Hello guys,
Comments on a couple of points:
At the time, we just attributed it to user bias etc. but your work above confirms it may be due to the modelling method, e.g. verhulst function. However, I figure any of these modelling functions may do the same thing, if left to their just devices.
Actually it is even more complicated than that. The 2 imminent theoreticians on Nonlinear Regression were Bates and Watts who published extensively in the later 70s - 80s, before the era of Monte Carlo based techniques. BW derived elegant formulas by
approximating the Hessian of the chi-square function (I do not want to sound pedantic, but the underlying theory is not well known) and gave measures to assess the practionioner in understanding the results (i.e. the curvature measures of Nonlinearity). There are two such measures i.e. the parameters effect and the intrinsic nonlinearity effect). The first measure (roughly) how much of the non-linear behaviour is attributed to the values of the parameter and the latter the intrinsic non-linearity of the model (i.e. how well the Hessian is approximated by the linear/quadratic approximation of the algorithm). With different data (i.e. try and re run your simulations by eliminating one or two observations) the prediction will be drastically different. Even letting the algorithm work an extra or a couple iterations throw us of the mark. Unfortunately this is a
feature of the time series we are working with and much less a feature of the Verhulst model per se. Without smoothing .... the results in terms of reproducibility etc are even worse.

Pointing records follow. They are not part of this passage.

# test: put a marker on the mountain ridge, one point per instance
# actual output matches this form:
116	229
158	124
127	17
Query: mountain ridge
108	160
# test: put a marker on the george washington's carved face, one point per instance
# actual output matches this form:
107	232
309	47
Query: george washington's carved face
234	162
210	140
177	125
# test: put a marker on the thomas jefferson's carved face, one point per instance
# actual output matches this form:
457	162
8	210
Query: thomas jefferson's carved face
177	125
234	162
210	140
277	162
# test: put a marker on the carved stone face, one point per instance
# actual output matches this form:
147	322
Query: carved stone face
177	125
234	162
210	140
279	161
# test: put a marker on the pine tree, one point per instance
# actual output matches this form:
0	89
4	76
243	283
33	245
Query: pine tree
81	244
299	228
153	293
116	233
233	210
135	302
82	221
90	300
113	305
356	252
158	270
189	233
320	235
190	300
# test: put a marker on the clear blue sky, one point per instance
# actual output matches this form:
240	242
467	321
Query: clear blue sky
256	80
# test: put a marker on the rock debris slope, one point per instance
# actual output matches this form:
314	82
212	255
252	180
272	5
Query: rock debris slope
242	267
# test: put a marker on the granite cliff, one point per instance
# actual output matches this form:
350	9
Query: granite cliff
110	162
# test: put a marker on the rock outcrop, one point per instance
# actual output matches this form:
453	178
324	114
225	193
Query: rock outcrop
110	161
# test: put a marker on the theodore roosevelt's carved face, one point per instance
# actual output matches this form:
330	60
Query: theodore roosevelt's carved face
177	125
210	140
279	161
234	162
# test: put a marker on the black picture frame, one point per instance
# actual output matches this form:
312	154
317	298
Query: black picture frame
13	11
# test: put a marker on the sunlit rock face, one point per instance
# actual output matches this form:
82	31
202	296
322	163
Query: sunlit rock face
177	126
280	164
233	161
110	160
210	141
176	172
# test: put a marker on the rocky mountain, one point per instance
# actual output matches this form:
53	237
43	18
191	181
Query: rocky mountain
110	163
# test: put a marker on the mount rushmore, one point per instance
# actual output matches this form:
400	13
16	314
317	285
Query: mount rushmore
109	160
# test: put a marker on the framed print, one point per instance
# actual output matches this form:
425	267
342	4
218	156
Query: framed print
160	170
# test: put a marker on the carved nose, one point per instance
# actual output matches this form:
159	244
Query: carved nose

To complicate matters, estimation using Verhulst (at least in its current parametric form) will probably never fly (i.e. the estimated parameters are multicollinear). To illustrate, generate an artificial dataset based on the Verhulst, add random noise and pass it through your solver. You will find that even in the case of known parameters ... you end up with estimates of the various parameters that are off the mark (usually lower for the URR, and lower half lifes etc). In the artificial dataset cases, the curvature measures of nonlinearity are better behaved than the real world dataset, but there is room for improvement.
BTW DO NOT USE EXCEL - it has been proven again and again that it's statistical routines are unreliable (there was a big fuss a few years ago on the Statistical Literature about the pitfalls of the various statistical packages). Mathematica is immune but the inferences are more unstable if one :
- uses machine precision arithmetic
- uses high precision and accuracy in the data (i.e. in the artificial dataset case, using a higher accuracy in the artificial dataset resulted in catastrophic performance of the estimation procedure). What i do is fix the accuracy in the input data in the 2 or 3 digits and then use a much higher tolerance in the numerical calculations AND arbitrrary precision arithmetic AND symbolic derivatives
- let the system ran forever ... one needs to restrain the fitting process to ran for only a few iterations ... otherwise it tends to locate curves with unrealistic parameters (i.e. the best curve in terms of least squares gives a URR close to fifty thousands GBa !!!)
So to summarize:
1) The dataset we are dealing with us, is crappy. It is not just the quality of data, but also the fact that the raw data is not of the form Signal+N(0,s). The error term each year is the sum of the errors of the previous years hence one of the important assumptions of NLS (uncorrelated errors) is violated.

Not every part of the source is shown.